In a possibly controversial move, the City Council variation 11 has been recommended to proceed, by the independent commissioners. The Council itself will make a decision on whether or not to accept the commissioners decision on Wednesday. I’m picking that will be a simple rubber-stamp exercise, and that the Council will go ahead with this. But is this really the right thing to do – or a clever thing?

Her Worship, the Mayor Kerry Prendergast, is quoted as saying:

“Variation 11 aims to help transform the bleak and underutilised north Kumutoto section of the waterfront – between the Meridian building and Shed 21 opposite the Railway Station – into an area that’s busy, vibrant and attractive to the public. It aims to give certainty to the public about how the area should be developed. It’ll remove any doubts in some sections of the community that the City Council and Wellington Waterfront Ltd want to ‘privatise’ the waterfront,”

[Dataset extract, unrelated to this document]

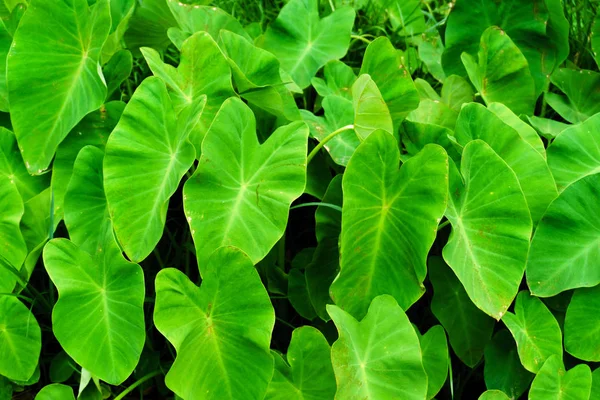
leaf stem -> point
(323, 142)
(136, 384)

Far be it for me to disagree with the head of the city, me being just a little fish, and Kerry being the big fish in the pond, but I hardly think it will have the effect of placating people about ‘privatising’ the waterfront.
Are you telling me that this building doesn’t effectively privatise the waterfront?:
bnz
Waterfront Watch and other old fogeys are already baying at the moon with lupine distaste at the possibilities of more buildings being created, so the actual confirmation of this should send them into wild paroxysms of rage, frothing at the mouth and letter-writing once more. One day that Pauline Swann / Lindsey Shelton (I can never tell them apart) is going to lie down in front of a bulldozer to prove her point that the waterfront should be a large acreage of grass: she still doesn’t get it, that Spaces need People, and People need Places. There is no point for an empty field on the water’s edge.

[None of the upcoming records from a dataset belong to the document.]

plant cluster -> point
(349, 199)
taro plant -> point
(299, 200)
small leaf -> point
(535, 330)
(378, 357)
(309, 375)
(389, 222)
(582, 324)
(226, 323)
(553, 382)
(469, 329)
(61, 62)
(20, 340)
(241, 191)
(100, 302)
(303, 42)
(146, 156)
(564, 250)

However, to give the ‘independent’ commissioners their due, they have recommended some changes, which are quite bold and cheeky and may even sink any chance of at least one of the sites being developed:
• A reduction of the height limit (from 25m to 16m) on site 9 at the southern end of the Kumutoto area opposite Shed 13 to encourage an appropriate building ‘transition’ in recognition of the heritage status of this building.
• A slight height-limit reduction on site 8.
• The deletion of a proposed 15% building height discretion.
• Various wording changes to make it clear that any building development consent applications beyond the specified building height and ‘footprint’ requirements will be more likely to be publicly-notified.
• The inclusion of historic heritage rules to ensure consideration can be given to the effect of new building on all adjacent heritage buildings.
• The inclusion of enhanced policies and specific rules to achieving public accessibility to the ground floor of buildings and the provision of ‘active edges’.
waterfront2

“I and a majority of Councillors believe a mix of buildings and public spaces is the best way of transforming the Kumutoto area from the tarsealed wasteland that it is now. Variation 11 would recognise that buildings up to a moderate height would benefit the area and help link it to the CBD. Variation 11 would mean that buildings fitting within the rules of the variation would not have to be subject to the long, expensive and unpredictable hearings processes that have held up important projects such as the redevelopment of the Overseas Passenger Terminal.”

Actually Kerry, I’m 100% in agreement with you there on the transforming the tarsealed wasteland into a mixture of buildings and public spaces, but I think it’s an undemocratic way to do it. The current system does give the public some say, whether you think that’s a good idea or not, and that’s the crucial element we call democracy. We currently have a rule that anything over 0.0m in height needs a Resource Consent and TAG Team approval on the waterfront, and that is working well, judging by the quality landscaping results and buildings we’ve seen so far. So why change it? I appreciate that you have utmost faith in the ability of the TAG Team to control the developments, but that all occurs off-screen and under-cover and the public are shut out. And on the waterfront, shutting people out is the last thing you ever want to do.
geniground

Mayor Prendergast adds that the experience with the Meridian building and the public areas around it – and the fact it has proven highly popular with the public – and the fact that fewer than 50 submissions were received on the proposed Variation 11, “gives me great confidence that in terms of the ongoing development of the waterfront we’re on the right track and that we have the backing of the vast majority of Wellingtonians”.